Опорожнили на землю содержимое холщовых мешков. В основном там оказались съестные припасы – по большей части, в плотно закрытой деревянной посуде – и целебные снадобья. Были еще мачете с длинными кривыми лезвиями – каждое при ремне – и небольшие, но очень острые тесаки. Помимо того, имелись парусиновые ведра и легкие ранцы.
– Хорошо, – подытожил Доггинз. – Пусть каждый сам решает, сколько и чего ему нести. Но постарайтесь много не набирать.
Найл уложил в ранец несколько лепешек, жбанчик с медом, кусок вяленого мяса и бутылку золотистого вина. Упаковал также бинты и тесак. Балахон с меховой опушкой, в котором добирался сюда, пришлось оставить: для Дельты не годится, слишком теплый. Вместо него облачился в одежду из грубой мешковины. В одном кармане у него лежала раздвижная трубка, в другой – свернутая в цилиндрик тонкая металлическая одежка из Белой башни.
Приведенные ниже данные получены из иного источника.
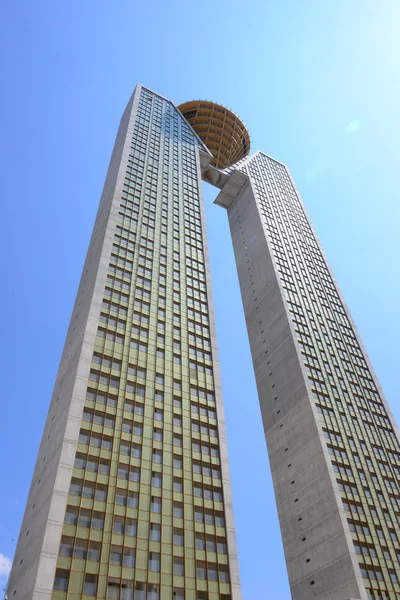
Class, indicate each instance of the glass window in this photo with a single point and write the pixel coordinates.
(61, 580)
(154, 561)
(90, 585)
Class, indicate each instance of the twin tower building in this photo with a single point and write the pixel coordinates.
(130, 497)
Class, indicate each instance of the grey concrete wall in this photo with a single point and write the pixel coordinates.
(321, 564)
(34, 565)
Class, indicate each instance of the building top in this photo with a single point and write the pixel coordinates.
(224, 134)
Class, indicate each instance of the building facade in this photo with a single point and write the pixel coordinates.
(130, 497)
(333, 445)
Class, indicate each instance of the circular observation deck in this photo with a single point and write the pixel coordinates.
(224, 134)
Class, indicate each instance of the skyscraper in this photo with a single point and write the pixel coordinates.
(130, 497)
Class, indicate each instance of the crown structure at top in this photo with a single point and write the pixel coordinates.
(224, 134)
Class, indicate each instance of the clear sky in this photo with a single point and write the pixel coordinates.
(317, 82)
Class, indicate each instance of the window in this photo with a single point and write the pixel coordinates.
(130, 527)
(66, 546)
(155, 532)
(156, 479)
(178, 510)
(177, 484)
(179, 568)
(200, 570)
(94, 551)
(119, 525)
(154, 561)
(61, 580)
(178, 537)
(90, 585)
(129, 558)
(157, 434)
(157, 456)
(177, 462)
(116, 555)
(155, 504)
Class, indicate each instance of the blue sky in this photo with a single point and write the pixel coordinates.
(318, 85)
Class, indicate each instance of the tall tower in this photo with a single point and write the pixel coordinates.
(333, 445)
(130, 497)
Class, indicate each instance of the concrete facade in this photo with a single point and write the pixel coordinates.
(131, 495)
(149, 238)
(314, 489)
(35, 559)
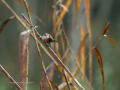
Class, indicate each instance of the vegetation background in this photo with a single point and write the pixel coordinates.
(102, 11)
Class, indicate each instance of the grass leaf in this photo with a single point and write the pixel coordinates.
(77, 7)
(106, 28)
(23, 55)
(54, 85)
(83, 51)
(112, 41)
(4, 23)
(101, 66)
(62, 14)
(43, 83)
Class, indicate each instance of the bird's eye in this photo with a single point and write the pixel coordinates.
(45, 34)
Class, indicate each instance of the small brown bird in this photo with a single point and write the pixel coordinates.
(47, 38)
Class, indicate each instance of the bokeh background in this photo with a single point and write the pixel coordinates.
(102, 11)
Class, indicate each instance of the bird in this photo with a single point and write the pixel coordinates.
(47, 38)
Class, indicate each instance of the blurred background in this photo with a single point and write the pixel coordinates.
(102, 11)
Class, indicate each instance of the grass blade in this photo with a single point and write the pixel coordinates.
(77, 6)
(101, 66)
(106, 28)
(4, 23)
(62, 14)
(54, 85)
(43, 83)
(23, 55)
(112, 41)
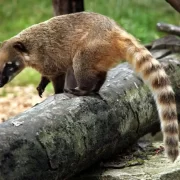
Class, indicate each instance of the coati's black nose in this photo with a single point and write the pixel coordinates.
(3, 80)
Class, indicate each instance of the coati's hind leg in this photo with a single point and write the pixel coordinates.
(58, 83)
(89, 80)
(42, 85)
(100, 82)
(70, 81)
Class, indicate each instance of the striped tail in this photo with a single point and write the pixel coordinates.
(152, 72)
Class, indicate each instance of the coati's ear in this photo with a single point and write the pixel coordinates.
(20, 47)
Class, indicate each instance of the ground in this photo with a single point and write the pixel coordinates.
(14, 100)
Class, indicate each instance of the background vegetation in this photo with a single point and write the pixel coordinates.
(139, 17)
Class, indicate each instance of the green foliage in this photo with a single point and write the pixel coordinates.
(139, 17)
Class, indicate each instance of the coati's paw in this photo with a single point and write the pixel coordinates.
(76, 91)
(40, 91)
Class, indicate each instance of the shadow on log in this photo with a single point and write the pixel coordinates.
(64, 135)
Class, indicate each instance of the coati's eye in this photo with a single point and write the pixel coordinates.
(20, 47)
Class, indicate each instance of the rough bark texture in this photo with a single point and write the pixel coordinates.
(67, 6)
(64, 135)
(175, 4)
(169, 28)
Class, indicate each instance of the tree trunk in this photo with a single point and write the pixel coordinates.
(66, 134)
(67, 6)
(175, 4)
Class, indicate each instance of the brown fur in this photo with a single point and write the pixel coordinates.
(87, 45)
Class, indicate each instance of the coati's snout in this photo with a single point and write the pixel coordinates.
(11, 61)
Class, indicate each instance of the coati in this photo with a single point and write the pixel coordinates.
(88, 45)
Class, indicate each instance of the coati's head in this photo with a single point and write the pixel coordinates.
(12, 56)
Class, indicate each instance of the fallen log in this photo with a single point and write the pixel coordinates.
(64, 135)
(168, 28)
(175, 4)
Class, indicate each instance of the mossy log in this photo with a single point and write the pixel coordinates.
(66, 134)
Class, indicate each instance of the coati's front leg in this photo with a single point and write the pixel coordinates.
(58, 83)
(42, 85)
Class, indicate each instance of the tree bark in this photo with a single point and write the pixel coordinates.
(175, 4)
(168, 28)
(67, 6)
(64, 135)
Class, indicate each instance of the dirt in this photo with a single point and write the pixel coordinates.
(14, 100)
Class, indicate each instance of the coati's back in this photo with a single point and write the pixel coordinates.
(92, 44)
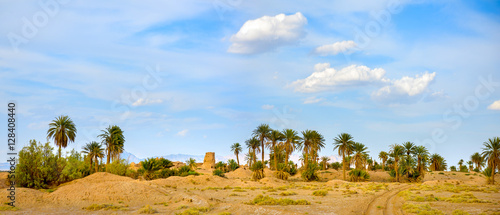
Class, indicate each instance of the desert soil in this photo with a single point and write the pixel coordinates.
(230, 195)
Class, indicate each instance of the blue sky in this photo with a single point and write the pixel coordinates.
(195, 76)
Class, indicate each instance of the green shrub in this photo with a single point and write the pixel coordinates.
(38, 167)
(232, 165)
(218, 172)
(118, 167)
(357, 175)
(320, 192)
(257, 171)
(266, 200)
(310, 173)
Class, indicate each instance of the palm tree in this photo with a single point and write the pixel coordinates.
(62, 130)
(344, 144)
(317, 143)
(477, 159)
(438, 163)
(290, 143)
(307, 142)
(253, 144)
(236, 148)
(360, 155)
(94, 151)
(262, 132)
(113, 138)
(491, 152)
(324, 161)
(422, 155)
(396, 152)
(383, 157)
(275, 136)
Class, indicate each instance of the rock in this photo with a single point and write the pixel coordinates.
(209, 161)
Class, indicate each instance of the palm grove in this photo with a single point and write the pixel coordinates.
(404, 162)
(39, 167)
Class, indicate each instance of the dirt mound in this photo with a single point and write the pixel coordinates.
(106, 188)
(335, 182)
(240, 173)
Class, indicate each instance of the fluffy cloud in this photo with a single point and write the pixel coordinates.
(267, 33)
(410, 86)
(495, 105)
(312, 100)
(141, 102)
(267, 107)
(183, 132)
(333, 49)
(326, 78)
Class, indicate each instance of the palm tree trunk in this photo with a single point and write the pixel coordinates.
(262, 142)
(343, 164)
(275, 161)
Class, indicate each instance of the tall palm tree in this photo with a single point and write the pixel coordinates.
(236, 149)
(383, 157)
(274, 137)
(344, 143)
(317, 143)
(113, 139)
(438, 163)
(291, 142)
(360, 155)
(94, 151)
(62, 129)
(324, 161)
(262, 132)
(477, 159)
(307, 142)
(422, 155)
(460, 164)
(396, 152)
(253, 145)
(491, 152)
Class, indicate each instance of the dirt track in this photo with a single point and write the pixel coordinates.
(385, 203)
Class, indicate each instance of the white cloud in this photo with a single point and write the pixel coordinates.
(333, 49)
(326, 78)
(495, 105)
(410, 86)
(268, 33)
(183, 132)
(141, 102)
(312, 100)
(267, 107)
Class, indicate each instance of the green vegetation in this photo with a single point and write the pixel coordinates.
(266, 200)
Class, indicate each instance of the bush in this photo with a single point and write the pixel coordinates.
(357, 175)
(258, 171)
(218, 172)
(335, 165)
(38, 167)
(309, 173)
(118, 167)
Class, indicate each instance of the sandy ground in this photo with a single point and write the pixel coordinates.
(229, 195)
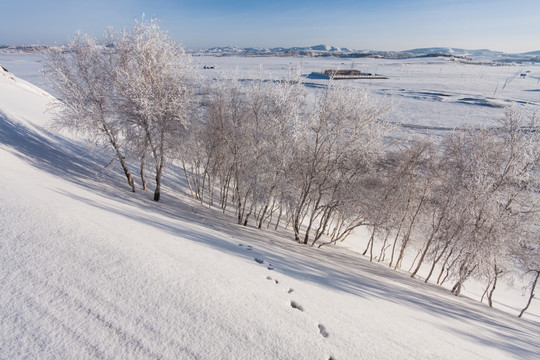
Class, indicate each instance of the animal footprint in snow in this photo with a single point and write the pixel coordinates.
(322, 331)
(295, 305)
Оставлять мешки на земле было бы опрометчиво: непременно нагрянут любители поживиться. Поэтому мешки крепко завязали, а Уллик, вскарабкавшись с концом веревки на высокое дерево, поочередно втянул их к себе и надежно прихватил к столу. Во избежание случайностей, полотнища шаров, свернув, тоже привязали к нижним сучьям, чтобы не унесло сильным ветром или высоким приливом.
В озерцо с порифидами Найл опустил целую колбу личинок, и был отблагодарен таким щедрым «ароматом», что невольно попятился, уяснив однако, что существа таким образом выражают одобрение. Море было столь безмятежным, а берег мирным и приветливым, – с трудом верилось, что они вот-вот вступят в наиопаснейшее из мест.
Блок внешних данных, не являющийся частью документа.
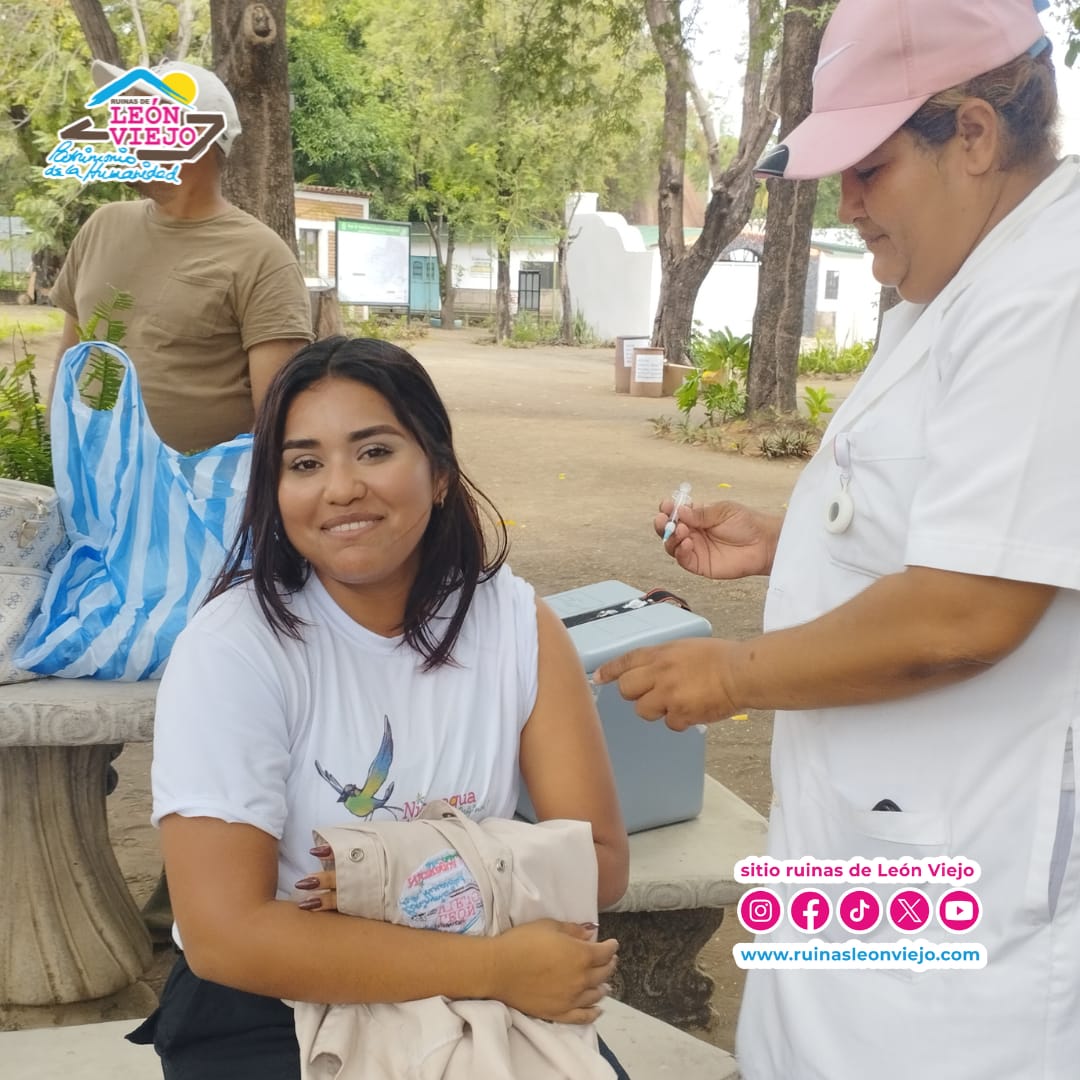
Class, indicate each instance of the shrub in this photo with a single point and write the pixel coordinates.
(826, 359)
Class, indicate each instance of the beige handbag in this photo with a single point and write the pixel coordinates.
(31, 539)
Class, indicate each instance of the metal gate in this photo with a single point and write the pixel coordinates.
(528, 291)
(423, 284)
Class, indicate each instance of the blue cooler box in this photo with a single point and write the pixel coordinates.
(660, 774)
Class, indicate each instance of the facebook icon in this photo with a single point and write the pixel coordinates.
(810, 910)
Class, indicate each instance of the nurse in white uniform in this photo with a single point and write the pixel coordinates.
(922, 624)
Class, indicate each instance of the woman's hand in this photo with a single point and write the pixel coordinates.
(547, 969)
(320, 890)
(553, 970)
(723, 540)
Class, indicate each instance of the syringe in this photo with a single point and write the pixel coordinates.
(680, 498)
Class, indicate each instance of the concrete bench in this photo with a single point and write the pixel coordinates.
(69, 930)
(76, 947)
(647, 1048)
(682, 877)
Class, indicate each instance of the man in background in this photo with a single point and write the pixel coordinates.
(219, 305)
(219, 298)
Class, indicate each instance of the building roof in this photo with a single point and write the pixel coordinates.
(650, 233)
(825, 245)
(349, 192)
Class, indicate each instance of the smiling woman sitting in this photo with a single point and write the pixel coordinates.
(363, 652)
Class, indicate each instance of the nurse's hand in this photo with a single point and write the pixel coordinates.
(682, 683)
(723, 540)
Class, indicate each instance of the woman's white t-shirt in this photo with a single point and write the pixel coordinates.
(288, 736)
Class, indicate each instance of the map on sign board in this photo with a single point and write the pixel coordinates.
(373, 261)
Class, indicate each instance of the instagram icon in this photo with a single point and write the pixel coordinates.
(759, 910)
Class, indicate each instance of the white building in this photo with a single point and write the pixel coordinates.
(615, 281)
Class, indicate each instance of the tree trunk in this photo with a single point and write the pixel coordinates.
(502, 321)
(96, 30)
(888, 298)
(250, 57)
(565, 304)
(731, 197)
(781, 296)
(446, 280)
(781, 293)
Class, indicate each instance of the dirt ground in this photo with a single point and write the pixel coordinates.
(577, 473)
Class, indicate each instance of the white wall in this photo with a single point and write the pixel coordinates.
(615, 281)
(727, 297)
(475, 264)
(856, 300)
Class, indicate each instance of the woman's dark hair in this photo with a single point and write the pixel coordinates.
(454, 550)
(1022, 92)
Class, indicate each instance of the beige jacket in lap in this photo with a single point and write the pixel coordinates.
(445, 872)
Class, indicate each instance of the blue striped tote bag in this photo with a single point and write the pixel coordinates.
(148, 528)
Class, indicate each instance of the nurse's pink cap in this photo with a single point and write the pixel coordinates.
(880, 61)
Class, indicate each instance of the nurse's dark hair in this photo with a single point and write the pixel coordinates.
(1023, 93)
(456, 552)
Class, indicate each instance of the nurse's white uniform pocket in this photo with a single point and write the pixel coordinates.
(883, 473)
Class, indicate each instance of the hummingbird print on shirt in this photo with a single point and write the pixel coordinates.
(363, 801)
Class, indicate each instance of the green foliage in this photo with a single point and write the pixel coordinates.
(104, 374)
(528, 329)
(386, 327)
(718, 379)
(583, 334)
(44, 82)
(348, 127)
(787, 443)
(25, 451)
(826, 359)
(723, 401)
(827, 206)
(37, 321)
(817, 401)
(720, 351)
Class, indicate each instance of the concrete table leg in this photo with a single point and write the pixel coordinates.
(69, 929)
(658, 954)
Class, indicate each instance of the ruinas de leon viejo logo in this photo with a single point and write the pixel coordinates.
(152, 129)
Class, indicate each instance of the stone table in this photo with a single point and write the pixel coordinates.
(682, 877)
(69, 929)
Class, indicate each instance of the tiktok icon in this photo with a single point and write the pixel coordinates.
(859, 910)
(809, 910)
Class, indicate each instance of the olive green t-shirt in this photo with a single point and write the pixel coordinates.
(205, 292)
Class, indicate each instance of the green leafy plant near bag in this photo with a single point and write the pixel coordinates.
(25, 449)
(104, 374)
(718, 379)
(24, 431)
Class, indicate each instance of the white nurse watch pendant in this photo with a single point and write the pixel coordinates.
(841, 508)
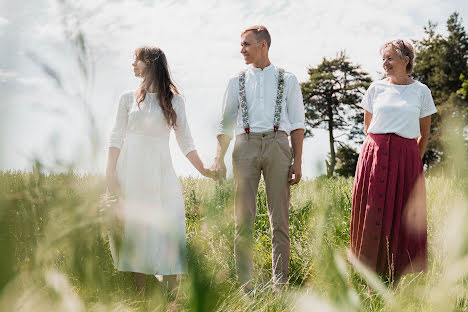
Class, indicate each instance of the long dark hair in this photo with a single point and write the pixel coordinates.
(157, 74)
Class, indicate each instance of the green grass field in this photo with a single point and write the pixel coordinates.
(55, 256)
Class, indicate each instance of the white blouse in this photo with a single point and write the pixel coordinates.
(398, 108)
(148, 120)
(260, 91)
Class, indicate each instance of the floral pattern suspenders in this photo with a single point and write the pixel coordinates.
(243, 101)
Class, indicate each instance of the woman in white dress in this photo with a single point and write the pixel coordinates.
(139, 168)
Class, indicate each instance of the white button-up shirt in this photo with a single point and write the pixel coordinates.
(260, 91)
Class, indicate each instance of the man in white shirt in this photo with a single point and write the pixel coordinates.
(261, 106)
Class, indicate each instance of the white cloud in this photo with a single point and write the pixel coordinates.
(3, 21)
(201, 40)
(6, 75)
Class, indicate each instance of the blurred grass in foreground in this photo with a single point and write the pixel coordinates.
(55, 253)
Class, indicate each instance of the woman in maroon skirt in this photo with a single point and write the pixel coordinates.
(388, 218)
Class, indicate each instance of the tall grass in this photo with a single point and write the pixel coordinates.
(55, 253)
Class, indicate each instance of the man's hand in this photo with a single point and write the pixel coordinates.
(297, 172)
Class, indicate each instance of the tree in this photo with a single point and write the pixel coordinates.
(331, 97)
(442, 63)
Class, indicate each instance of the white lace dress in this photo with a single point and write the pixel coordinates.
(153, 206)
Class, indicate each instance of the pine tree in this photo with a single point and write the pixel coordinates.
(331, 98)
(440, 63)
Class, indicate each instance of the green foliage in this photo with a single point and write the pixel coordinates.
(440, 62)
(331, 98)
(55, 250)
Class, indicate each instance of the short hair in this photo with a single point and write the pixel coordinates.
(261, 33)
(403, 48)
Когда отправились в путь, солнце близилось к зениту, и жара начала угнетать. Вслед за Симеоном они взошли на один из песчаных холмов и ненадолго остановились, озирая под словесные пояснения предводителя очертания Дельты. Несмотря на то, что солнце было уже высоко, над серединой низменности одеялом висел туман, сквозь который различались обе реки, идущие с юга-востока и юга-запада, хотя. место их слияния было скрыто в космах сельвы. Умещенный меж реками холм был также скрыт туманом. Яркий свет полуденного солнца обнажал прихотливый узор, образуемый различными оттенками зеленого цвета в центральной низменности. Лесистые холмы также красовались узором, но здесь преобладали голубоватые тона. Симеон указал на восток.
– Попробуем-ка подобраться ближе к вершине холма, где деревья растут не так густо. Там прохладнее, и не так опасно.
Манефон кивнул на лесистые холмы к западу:
– Там, по-моему, склоны положе.
– Да, но, двинув туда, придется пересекать реку, а я не хочу рисковать.
Поляну с мечевидными кустами они обогнули; Симеон объяснил, что желает избежать похожей на водокрас растительности из-за ее наркотических свойств. Но не успели пройти и полумили, как впереди открылся роскошный ковер из глянцевитых листьев, устилающий лесистый склон насколько хватало глаз. Выхода не было – разве что повернуть обратно или на север, к морю, что в конечном итоге вывело бы их на песчаный обрывистый берег, поросший песколюбом.
– Думаю, если идти быстро, то можно рискнуть. Но постараемся придерживаться как можно ближе северного края. Если кого потянет ко сну, сообщать немедленно.
Двинувшись по богатому ковру, напоминающему цветом плющ, они со все возрастающей силой начинали чувствовать мыльный, лекарственный запах; башмаки покрывало белое пенное вещество, испускаемое из сломанных стеблей. Ожидая, что вот-вот начнет одолевать сонливость, Найл несказанно удивился, ощутив, что его, напротив, будто покачивает изнутри от прибывающей энергии. Запах показался настолько привлекательным, что он чуть не соблазнился сунуть палец в пенистый, мыльный раствор и попробовать на вкус, но вовремя сдержался.
Вскоре стало ясно, что этот душевный подъем – не что иное, как возросший контроль над собственным телом; такой вывод он сделал, едва повернул медальон. Рассудок, разом посвежев, ярче впитывал окружающее; тело налилось силой, так что и заплечный мешок, и оттягивающий плечи футляр со жнецом, перестали вызывать потливость.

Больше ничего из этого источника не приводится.